Apr. 15, 2008 Many physicians prescribe antiepileptic medications to patients with brain tumors, even to those with no seizure history. Now, a new review of studies casts doubt on the wisdom of using these drugs -- which can carry serious side effects -- to prevent a first seizure in these patients.
"There has always been a question about whether it is worth using antiepileptic medications to protect against seizures in patients with a brain tumor even though we can't predict who will actually have a seizure," said lead review author Ivo Tremont-Lukats, M.D.
Tremont-Lukats is staff neurologist at the Culicchia Neurological Clinic in New Orleans and a clinical assistant professor of neurology at Louisiana State University.
The review appears in a recent issue of The Cochrane Library, a publication of The Cochrane Collaboration, an international organization that evaluates medical research. Systematic reviews draw evidence-based conclusions about medical practice after considering both the content and quality of existing medical trials on a topic.
The review included five studies looking at outcomes in 404 patients with brain tumors but no previous history of seizures. Some received one of three common antiseizure drugs: phenytoin (Dilantin), phenobarbital or divalproex sodium (Depakote). Others patients received a placebo or underwent close observation. Researchers found no differences in preventing the first seizure among the three groups.
"The results are such that we really can't recommend seizure prevention using these three older anticonvulsants," Tremont-Lukats said. "There was not a protective effect seen when using these drugs."
In addition, the risk of side effects -- such as drowsiness, bruising and unusual bleeding -- was much higher for those using the drugs.
This review looked only at older medications. Because of a lack of usable studies, the researchers could not assess if newer antiepileptic medications might be more useful in stopping first seizures.
"We need to look at the newer generation of anticonvulsants to see if they can protect against first seizures," Tremont-Lukats said. "These drugs are more specific and have fewer side effects, but we still do not know scientifically if they have a protective effect."
Tremont-Lukats stressed that this recommendation is only for those who do not have a history of having seizures.
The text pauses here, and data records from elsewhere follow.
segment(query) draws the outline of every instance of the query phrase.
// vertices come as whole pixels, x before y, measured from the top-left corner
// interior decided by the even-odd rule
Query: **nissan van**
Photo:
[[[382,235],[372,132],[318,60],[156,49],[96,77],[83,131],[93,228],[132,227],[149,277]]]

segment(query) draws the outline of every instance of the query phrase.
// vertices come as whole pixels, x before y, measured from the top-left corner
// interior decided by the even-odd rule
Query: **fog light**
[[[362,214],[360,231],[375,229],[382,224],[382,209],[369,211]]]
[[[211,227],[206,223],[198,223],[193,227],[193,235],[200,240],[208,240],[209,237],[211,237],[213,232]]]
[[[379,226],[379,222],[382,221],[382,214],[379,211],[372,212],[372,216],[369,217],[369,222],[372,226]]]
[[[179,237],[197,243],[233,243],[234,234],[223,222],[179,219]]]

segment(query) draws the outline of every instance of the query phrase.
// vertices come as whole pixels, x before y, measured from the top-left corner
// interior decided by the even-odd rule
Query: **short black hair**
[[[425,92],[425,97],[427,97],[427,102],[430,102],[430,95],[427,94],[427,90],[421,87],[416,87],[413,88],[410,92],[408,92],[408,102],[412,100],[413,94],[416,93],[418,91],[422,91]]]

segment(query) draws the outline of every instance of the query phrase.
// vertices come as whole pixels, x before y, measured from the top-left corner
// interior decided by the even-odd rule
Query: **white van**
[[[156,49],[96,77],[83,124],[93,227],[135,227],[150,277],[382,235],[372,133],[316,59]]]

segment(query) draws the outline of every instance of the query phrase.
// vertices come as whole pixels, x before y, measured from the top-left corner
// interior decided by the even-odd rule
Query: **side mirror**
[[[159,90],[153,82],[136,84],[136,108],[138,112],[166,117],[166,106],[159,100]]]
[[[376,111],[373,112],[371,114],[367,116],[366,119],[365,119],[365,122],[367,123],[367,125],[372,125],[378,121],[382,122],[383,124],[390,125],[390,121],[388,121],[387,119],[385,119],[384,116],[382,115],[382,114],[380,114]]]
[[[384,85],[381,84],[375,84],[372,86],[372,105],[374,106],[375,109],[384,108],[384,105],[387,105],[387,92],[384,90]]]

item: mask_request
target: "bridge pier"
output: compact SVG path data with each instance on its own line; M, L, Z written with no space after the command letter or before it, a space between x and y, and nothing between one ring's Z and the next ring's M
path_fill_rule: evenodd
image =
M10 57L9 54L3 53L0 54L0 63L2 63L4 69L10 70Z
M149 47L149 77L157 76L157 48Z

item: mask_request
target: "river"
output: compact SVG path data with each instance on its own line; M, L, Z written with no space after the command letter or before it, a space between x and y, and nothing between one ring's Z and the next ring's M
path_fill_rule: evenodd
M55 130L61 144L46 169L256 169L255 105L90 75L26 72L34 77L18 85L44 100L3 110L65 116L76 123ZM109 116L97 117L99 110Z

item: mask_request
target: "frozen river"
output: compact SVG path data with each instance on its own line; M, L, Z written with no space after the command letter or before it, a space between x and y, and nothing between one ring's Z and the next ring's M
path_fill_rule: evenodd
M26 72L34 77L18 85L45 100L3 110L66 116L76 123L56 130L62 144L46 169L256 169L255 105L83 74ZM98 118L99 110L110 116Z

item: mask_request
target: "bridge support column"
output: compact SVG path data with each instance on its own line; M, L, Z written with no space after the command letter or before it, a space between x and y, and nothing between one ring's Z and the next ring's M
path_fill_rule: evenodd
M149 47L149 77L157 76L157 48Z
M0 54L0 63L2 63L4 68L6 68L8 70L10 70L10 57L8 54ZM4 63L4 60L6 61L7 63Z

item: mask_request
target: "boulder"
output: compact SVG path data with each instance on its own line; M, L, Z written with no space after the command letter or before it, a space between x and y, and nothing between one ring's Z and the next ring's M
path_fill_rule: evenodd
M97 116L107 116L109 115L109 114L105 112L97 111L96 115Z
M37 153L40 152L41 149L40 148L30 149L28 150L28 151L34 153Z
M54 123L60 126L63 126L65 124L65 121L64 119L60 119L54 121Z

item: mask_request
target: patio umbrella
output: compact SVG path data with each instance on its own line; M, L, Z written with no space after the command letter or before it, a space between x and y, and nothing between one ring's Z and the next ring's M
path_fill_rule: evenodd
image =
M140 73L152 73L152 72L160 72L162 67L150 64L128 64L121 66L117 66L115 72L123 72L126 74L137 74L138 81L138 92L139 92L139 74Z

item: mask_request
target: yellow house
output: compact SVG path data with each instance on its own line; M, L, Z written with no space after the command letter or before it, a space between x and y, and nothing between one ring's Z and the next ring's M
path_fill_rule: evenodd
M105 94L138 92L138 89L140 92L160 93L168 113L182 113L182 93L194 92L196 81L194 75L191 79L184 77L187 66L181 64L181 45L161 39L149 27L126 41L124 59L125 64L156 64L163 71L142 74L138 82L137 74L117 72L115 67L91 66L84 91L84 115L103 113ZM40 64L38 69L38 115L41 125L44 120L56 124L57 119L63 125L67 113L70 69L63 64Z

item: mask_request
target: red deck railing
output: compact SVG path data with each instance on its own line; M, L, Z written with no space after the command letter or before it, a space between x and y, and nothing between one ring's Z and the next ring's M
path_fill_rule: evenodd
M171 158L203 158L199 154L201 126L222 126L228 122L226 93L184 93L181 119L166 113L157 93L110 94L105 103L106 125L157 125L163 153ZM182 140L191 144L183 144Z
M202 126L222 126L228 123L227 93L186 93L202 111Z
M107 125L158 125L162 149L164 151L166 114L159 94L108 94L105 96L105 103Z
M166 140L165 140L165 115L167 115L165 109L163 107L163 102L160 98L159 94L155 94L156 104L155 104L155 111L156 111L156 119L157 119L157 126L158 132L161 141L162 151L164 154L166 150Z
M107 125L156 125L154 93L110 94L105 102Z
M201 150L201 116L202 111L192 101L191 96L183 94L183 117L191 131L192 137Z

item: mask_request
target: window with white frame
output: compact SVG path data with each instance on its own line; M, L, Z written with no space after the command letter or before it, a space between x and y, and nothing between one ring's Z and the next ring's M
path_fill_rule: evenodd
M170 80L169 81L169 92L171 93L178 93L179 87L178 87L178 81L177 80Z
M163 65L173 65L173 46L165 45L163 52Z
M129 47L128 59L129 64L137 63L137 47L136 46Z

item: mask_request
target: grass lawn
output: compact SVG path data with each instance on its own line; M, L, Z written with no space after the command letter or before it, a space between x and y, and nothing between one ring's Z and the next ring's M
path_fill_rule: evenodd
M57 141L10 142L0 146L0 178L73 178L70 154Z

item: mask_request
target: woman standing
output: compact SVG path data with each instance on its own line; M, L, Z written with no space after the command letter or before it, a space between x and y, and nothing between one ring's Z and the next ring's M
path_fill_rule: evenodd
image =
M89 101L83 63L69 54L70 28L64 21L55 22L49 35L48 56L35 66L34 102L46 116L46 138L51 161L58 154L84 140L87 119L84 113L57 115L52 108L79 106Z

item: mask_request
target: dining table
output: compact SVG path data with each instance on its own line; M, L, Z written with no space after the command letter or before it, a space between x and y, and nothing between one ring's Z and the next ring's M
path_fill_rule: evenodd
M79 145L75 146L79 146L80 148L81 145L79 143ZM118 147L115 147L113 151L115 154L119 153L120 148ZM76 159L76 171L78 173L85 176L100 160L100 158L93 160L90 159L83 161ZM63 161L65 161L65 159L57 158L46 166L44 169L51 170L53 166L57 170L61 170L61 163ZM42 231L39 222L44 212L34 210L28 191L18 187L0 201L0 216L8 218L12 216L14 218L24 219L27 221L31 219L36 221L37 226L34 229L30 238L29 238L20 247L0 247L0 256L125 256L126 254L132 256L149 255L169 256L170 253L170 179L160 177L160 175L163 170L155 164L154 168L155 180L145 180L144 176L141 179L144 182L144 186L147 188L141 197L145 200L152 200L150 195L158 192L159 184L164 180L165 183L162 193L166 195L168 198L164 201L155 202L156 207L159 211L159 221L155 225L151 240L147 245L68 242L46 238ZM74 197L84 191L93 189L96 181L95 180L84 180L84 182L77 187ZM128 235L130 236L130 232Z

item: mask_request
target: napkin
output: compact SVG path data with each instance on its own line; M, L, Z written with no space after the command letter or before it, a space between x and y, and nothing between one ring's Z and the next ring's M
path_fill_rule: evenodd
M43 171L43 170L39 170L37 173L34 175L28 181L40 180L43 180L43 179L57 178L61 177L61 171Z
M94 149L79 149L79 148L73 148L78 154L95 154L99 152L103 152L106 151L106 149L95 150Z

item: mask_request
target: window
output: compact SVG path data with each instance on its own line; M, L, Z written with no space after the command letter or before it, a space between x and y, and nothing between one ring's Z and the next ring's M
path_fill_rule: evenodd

If someone has a seizure, then antiepileptic drugs are indicated.
"If a physician wants to put a patient on these medications for more than seven days after surgery, then there may be a problem that the patient should bring up with their doctor," says Tremont-Lukats. "After a week, there is no evidence that they help and ample evidence of side effects."
Omkar Markand, M.D., director of the Comprehensive Epilepsy Program at the Indiana University School of Medicine, said that automatically placing people with brain tumors on antiepileptic medications is a common occurrence despite there being no scientific proof that it is useful.
"There is good evidence that all three of the medications have side effects that need to be weighed against any possible benefits," Markand said. "For those medications, the side effects are worse than any possible benefit. This research is another indication that patients should probably ask their neurosurgeon or other physician if it is really necessary to place them on antiepileptic medication prior to experiencing a seizure."
Markand stressed that recommendations based on this review are only applicable to the older medications phenytoin, phenobarbital and divalproex sodium.
"The take-home message is that the patients should not accept an automatic placement on antiepileptic medications," Markand said. "They should ask questions about why these drugs are being prescribed. The needs of the individual should be determined instead of putting everyone on antiepileptic medications."
Reference: Tremont-Lukats IW, et al. Antiepileptic drugs for preventing seizures in people with brain tumors (Review). Cochrane Database of Systemic Reviews. 2008. Issue 2.